Arachidonic acid (AA) metabolites including platelet activating factor (PAF), prostaglandins (PG), leukotrienes (LT) and thromboxanes are involved in paracrine and autocrine regulation of the inflammatory response. The levels and activities of these lipid mediators have been associated with a number of pathological states including asthma, pulmonary fibrosis, as well as other inflammatory lung diseases. The rate limiting step in eicosanoid biosynthesis is the release of AA from membrane phospholipids, catalyzed by the enzyme phospholipase A₂. The exclusive liberation of AA from the sn-2 position of phospholipids is catalyzed by the cytoplasmic form of this enzyme designated cPLA₂.

Based on the fact that the lung is particularly susceptible to external insults in comparison to most other organs of the body, a properly regulated arachidonic acid cascade and therefore inflammatory response is imperative to lung homeostasis. Controlled inflammatory and fibrotic responses are repair mechanisms employed to counteract an injury, allowing for healing of the damaged tissue.  However, an alteration or loss in the regulation of the arachidonate cascade leads to a chronic inflammatory state, which characterizes a number of pulmonary disorders including emphysema, asthma, and pulmonary fibrosis. The role of cPLA₂ in allergic asthma is dramatically demonstrated by the cPLA₂ knockout mouse (-/-cPLA₂).  Mice deficient in cPLA₂ activity were markedly less sensitive to methacholine challenge than +/+ cPLA₂ mice (26).  The degree of bronchoconstriction in ovalbumin-sensitized +/+ cPLA₂ mice was tremendous compared to -/- cPLA₂ mice (figures below).  When methacholine aerosol was delivered into the lungs of -/- cPLA₂ mice, total lung resistance (R_L) was identical to unsensitized wild type (+/+ cPLA₂) mice treated only with saline, thus demonstrating physiological responses which recapitulate the histology (see the graph below).

Our research and that of others has shown that cPLA₂ is upregulated by proinflammatory cytokines and repressed by glucocorticoids, as shown in the figures below. We have demonstrated that these responses require de novo transcription using nuclear run-on analysis.

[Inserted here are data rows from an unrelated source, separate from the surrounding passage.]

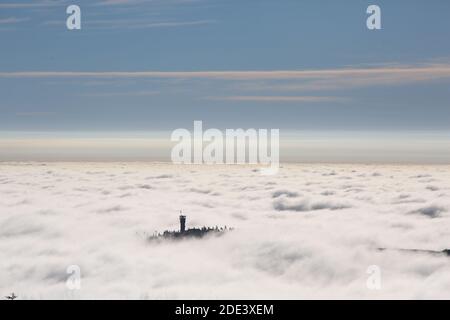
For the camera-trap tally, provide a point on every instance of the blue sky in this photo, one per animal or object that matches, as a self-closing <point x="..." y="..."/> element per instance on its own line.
<point x="158" y="65"/>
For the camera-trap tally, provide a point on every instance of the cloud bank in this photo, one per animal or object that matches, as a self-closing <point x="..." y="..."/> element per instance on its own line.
<point x="309" y="232"/>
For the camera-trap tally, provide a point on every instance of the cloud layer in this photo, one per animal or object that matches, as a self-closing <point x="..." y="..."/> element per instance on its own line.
<point x="309" y="232"/>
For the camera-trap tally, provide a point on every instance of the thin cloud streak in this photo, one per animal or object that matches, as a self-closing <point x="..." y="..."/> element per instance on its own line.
<point x="276" y="98"/>
<point x="426" y="72"/>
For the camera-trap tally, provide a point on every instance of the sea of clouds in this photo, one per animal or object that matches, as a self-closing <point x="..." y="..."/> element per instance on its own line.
<point x="311" y="231"/>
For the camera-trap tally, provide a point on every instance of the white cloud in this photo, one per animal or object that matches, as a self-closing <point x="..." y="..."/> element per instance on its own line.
<point x="96" y="215"/>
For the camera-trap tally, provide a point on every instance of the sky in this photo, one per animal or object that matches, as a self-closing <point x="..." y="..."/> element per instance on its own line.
<point x="154" y="66"/>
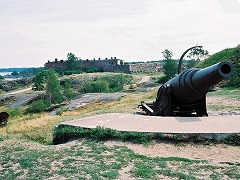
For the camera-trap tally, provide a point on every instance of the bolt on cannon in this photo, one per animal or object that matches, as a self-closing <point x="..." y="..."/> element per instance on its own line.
<point x="185" y="94"/>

The nuclear run on data in the figures below demonstrate that the repression of cPLA₂ by glucocorticoids and the induction by IL-1b is in part a consequence of de novo transcription.

Given the physiological importance of cPLA₂ to the inflammatory process in the lung and the demonstration that cytokine and glucocorticoid regulation is dependent on de novo gene regulation, we initiated studies to characterize the human cPLA₂ genomic locus.  Human P1, PAC, BAC genomic libraries were screened (Genome Systems, St. Louis, MO) using oligonucleotide primer sets generated from cDNA, published 5' noncoding, and exon 1 sequence which corresponded to single copy genomic sequence.  Five overlapping clones were identified one BAC, two P1 and two PAC which hybridize to known cPLA₂ sequence. To delineate the regions of the human cPLA₂ gene that each of these genomic clones encompassed, Southern analysis was performed on restriction enzyme digests of P1, PAC, BAC DNA clones using radiolabeled oligonucleotides corresponding to discrete sequences along the cPLA₂ cDNA. This initial screening technique determined that the five genomic clones overlapped by cumulatively encoding the full length cPLA₂ mRNA, over 20 kb of 5' flanking sequence and a large region of 3' noncoding sequence.

Our future efforts will therefore focus on evaluating  the molecular mechanisms which control basal and regulated cPLA₂  gene expression.